Average rock temperature and heat extraction ratio.

In the last five years, the heat extraction ratio is case 1, case 3, case 4, case 5, case2 and case 6 from high to low, respectively. The fracture area is 5.0 × 10⁵, 8.3 × 10⁵, 7.1 × 10⁵, 8.3 × 10⁵, 11.2 × 10⁵ and 12.1 × 10⁵ m², respectively. If the simulation time is prolonged to 40 years, the heat extraction ratio of case 4 may surpass that of case 3. Therefore, it can be concluded that the injection well number is the key factor and the fracture area is the secondary factor on heat extraction when the HDR energy is enough, the influence of the injection well number is weakened and the fracture area is the key factor when the HDR energy is not enough.

Figure 19 demonstrates the heat extraction ratio for (a) electricity generation and (b) heating demand of different well layout under the total injection mass flow rate of 120 kg/s. Under the simulation condition, for electricity generation, the heat extraction ratio is 65.83, 57.35, 65.96, 62.79, 59.30 and 43.09% from case 1 to case 6, respectively. For heating demand, the heat extraction ratio is 78.91, 69.63, 77.02, 75.92, 72.27 and 58.94%, respectively. Since the maximum calculation time is 30 years, there may be errors in the heat extraction statics for heating demand. Under the simulation condition, Case 1, Case 3 and Case 4 are the good choice both for electricity generation and heating demand.

Figure 19.

Heat extraction ratio for (a) electricity generation and (b) heating demand.

Effect of injection mass flow rate

The simulation results above are calculated under the total injection mass flow rate of 120 kg/s. In this section, the injection mass flow rate of single well is set as 40 kg/s to compare the heat extraction process of different well layouts.

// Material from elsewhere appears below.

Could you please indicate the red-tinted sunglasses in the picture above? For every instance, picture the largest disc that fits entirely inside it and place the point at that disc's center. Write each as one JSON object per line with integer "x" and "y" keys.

Figure 20 demonstrates the average production temperature and heat extraction ratio of different well layout under the single well injection mass flow rate of 40 kg/s. From Figure 20 we can see that average production temperature is case 3, case 1, case 4, case 5, case 2 and case 6 from high to low, respectively. The total injection mass flow rate is 120, 160, 160, 180, 180, 320 kg/s, respectively. Under the same single well injection mass flow rate, the total injection mass flow rate depends on the injection well number, the more the injection wells, the lower the average production temperature and the shorter the time to reach a stable temperature. When the injection well number is the same, the fracture area plays an important role on the average production temperature. The larger the fracture area, the lower the average production temperature. The injection well number determines the average production temperature in the whole process.

Figure 20.

Average production temperature and heat extraction ratio under the single well injection mass flow rate of 40 kg/s.

Figure 21 demonstrates the heat extraction ratio for (a) electricity generation and (b) heating demand of different well layout under the single well injection mass flow rate of 40 kg/s. Under the simulation condition, for electricity generation, the life span and heat extraction ratio are 14.8, 8.2, 19.0, 14.1, 8.5, 4.6 years and 65.20, 53.40, 65.96, 62.31, 57.64, 40.50% from case 1 to case 6, respectively. For heating demand, the life span and heat extraction ratio are 20.2, 19.2, 19.0, 19.2, 18.2, 13.9 years and 81.90, 69.13, 77.02, 77.28, 72.18 and 58.21%, respectively. Since the maximum calculation time is 30 years, there may be errors in the heat extraction statics for heating demand.

Figure 21.

Heat extraction ratio for (a) electricity and (b) heating of different well layout under the single-well injection mass flow rate of 40 kg/s.

From the static results above, it is found that the total injection mass flow rate has negative effect on the life span and heat extraction ratio for the same well layout. Under the simulation condition, Case 1, Case 3 and Case 4 is the good choice both for electricity generation and heating demand.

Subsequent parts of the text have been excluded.